Hedging Against Energy Prices, Part 1:Exxon Stock Performance vs Gas Prices
When I started my job in 2001 one of the strategies I planned with my savings was a hedge on rising energy prices. I ended up investing a modest amount in Exxon and Chevron thinking that if energy prices went up significantly both of these companies would benefit. With my recent attention on gas prices, I thought it would be a good time to review this strategy.
First lets take a look at the price change of Exxon's stock compared to the change in the price of gas. I'll use my estimated historical gas prices from the charts at raleighgasprices.com to track gas performance. I also took historical stock prices from Yahoo!Finance to pull the closing price of Exxon stock on the 1st trading day of each month.
Interesting side note: A quick look at some statistics with this data - I calculate the Pearson Product Moment Correlation Coefficient for this data set as 0.89 (a strong positive correlation). This also suggests that 79% of the stock price change is correlated with the price of gas. Keep in mind the gas prices are estimated and this was done for illustrative purposes only.
This data shows even a better correlation than I expected between Exxon stock and average gas prices in Raleigh. This information could be useful for future planning.
Now lets take a look at my Exxon stock holdings in my DRIP:
Exxon DRIP Account
Notes: ROR=Rate of Return; ROR is calculated annually; *Averaged ROR; dividends reinvested are aggregated into yearly "Invested" column; actual ROR is higher because dividends paid are not calculated in ROR.
On the surface I have been averaging a ~22% rate of return (on stock price only) for money invested in Exxon stock, a fantastic return for a blue chip stock. I have obviously benefited well from the Exxon stock price, but how has this helped me to hedge against rising gas price?

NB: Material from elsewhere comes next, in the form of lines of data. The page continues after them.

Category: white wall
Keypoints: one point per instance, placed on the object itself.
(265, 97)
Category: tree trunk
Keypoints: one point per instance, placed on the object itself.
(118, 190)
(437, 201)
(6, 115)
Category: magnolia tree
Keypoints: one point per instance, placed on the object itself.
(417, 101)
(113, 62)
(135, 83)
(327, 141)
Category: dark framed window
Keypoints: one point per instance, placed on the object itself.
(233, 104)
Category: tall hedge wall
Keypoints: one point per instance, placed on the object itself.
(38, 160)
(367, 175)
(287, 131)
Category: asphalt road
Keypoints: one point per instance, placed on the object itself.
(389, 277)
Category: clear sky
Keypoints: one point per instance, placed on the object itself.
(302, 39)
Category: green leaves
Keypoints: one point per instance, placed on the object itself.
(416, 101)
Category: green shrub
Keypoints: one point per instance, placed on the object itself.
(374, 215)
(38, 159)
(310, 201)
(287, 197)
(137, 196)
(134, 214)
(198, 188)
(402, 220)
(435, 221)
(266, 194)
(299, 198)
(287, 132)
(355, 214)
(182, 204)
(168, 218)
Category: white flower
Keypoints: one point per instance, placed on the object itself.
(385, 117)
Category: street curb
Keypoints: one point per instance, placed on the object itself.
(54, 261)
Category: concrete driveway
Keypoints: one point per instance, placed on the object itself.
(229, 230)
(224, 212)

First lets see what has happened to my average monthly gas spend since 2001. Since November 2001, my 3 month rolling average has increased $88.75/month, or if things level off, an estimated $1065/year.
My net profit from the Exxon investment (excluding selling costs and taxes) is currently $1,163.12. While my estimated annual gas spend has increased $1065, my net worth has increase more than enough to offset this while still earning a 1.9% dividend. However, this hasn't really helped me hedge against the long term impact of rising gas prices, I have only been able to offset a year's worth of additional gas spend. If gas prices remain the same, I have essentially hedged against paying a year's worth of the gas increases, but nothing more.
In future posts, I'll review my Chevron stock to see if it has performed as well, and I will discuss an idea I have for improving my hedging strategy.